Sekizinci sınıfa başladığımızda Ayvaz öğretmenin tayininin çıktığını duyduk. Artık yoktu. Dersimize okulda "Tijen" lakaplı bir bayan öğretmen geldi. İsmini bile hatırlamıyorum. O dönemde filmlerde rol alan Tijen adlı bir karekterin ciyak ciyak bağırmasından dolayı bu öğretmene de Tijen lakabının verildiğini hatırlıyorum. Bir de "Tijen" öğretmenin ciyaklamaları ve yüzümüzdeki parmak izleri...
O yıl matematikten nefret ettim. Her yıl takdirle bir üst sınıfa geçerken o yıl tüm derslerim on olduğu halde matematiğim "bir"di. Matematikten bütünlemeye kaldım. Tek dersten borçlu liseye geçtim.
O gün bu gündür çarpım tablosunu dahi hafızamdan sildim. Rakamlara öyle bir sırt çevirdim ki üniversiteye gittiğimde İnkılap tarihi vizesinde cumhuriyetin ilan tarihini bile hatırlamadım ve her şeyi yazıp "1923"ü aklıma getiremeyip bir tarih salladığım için hocadan iyi bir azar yedim.
Çoğu zaman ev telefonumu bile aklımda tutamaz hale geldim. Bereket cep telefonları çıktı da numara ezberleme sorunu da kalmadı.
Öğretmenliğe başladığımda önümde iki yol vardı: Ya Ayvaz öğretmen olacaktım ya da Tijen. Diğer bir deyişle ya muallim olacaktım ya da müellim.

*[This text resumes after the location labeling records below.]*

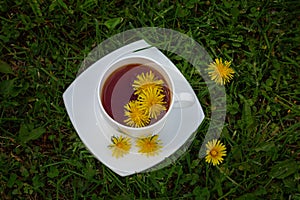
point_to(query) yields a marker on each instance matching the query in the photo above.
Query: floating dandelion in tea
(152, 101)
(146, 80)
(136, 117)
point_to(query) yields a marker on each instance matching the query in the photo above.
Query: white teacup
(178, 100)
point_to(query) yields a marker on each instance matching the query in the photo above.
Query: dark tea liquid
(117, 91)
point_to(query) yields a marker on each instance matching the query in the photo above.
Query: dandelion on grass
(150, 146)
(220, 72)
(215, 151)
(152, 101)
(136, 116)
(120, 146)
(147, 80)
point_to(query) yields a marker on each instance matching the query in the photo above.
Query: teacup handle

Ben Ayvaz öğretmen olmayı tercih ettim. On yedinci yılı devirirken doğru yolu seçtiğimi ve başarılı olduğumu yıllar öncesinden mezun ettiğim öğrencilerimin her fırsatta ziyaretime gelişlerinden anlıyorum.
Sevgili meslektaşlarım, önünüzde iki yol var. Tercih sizin.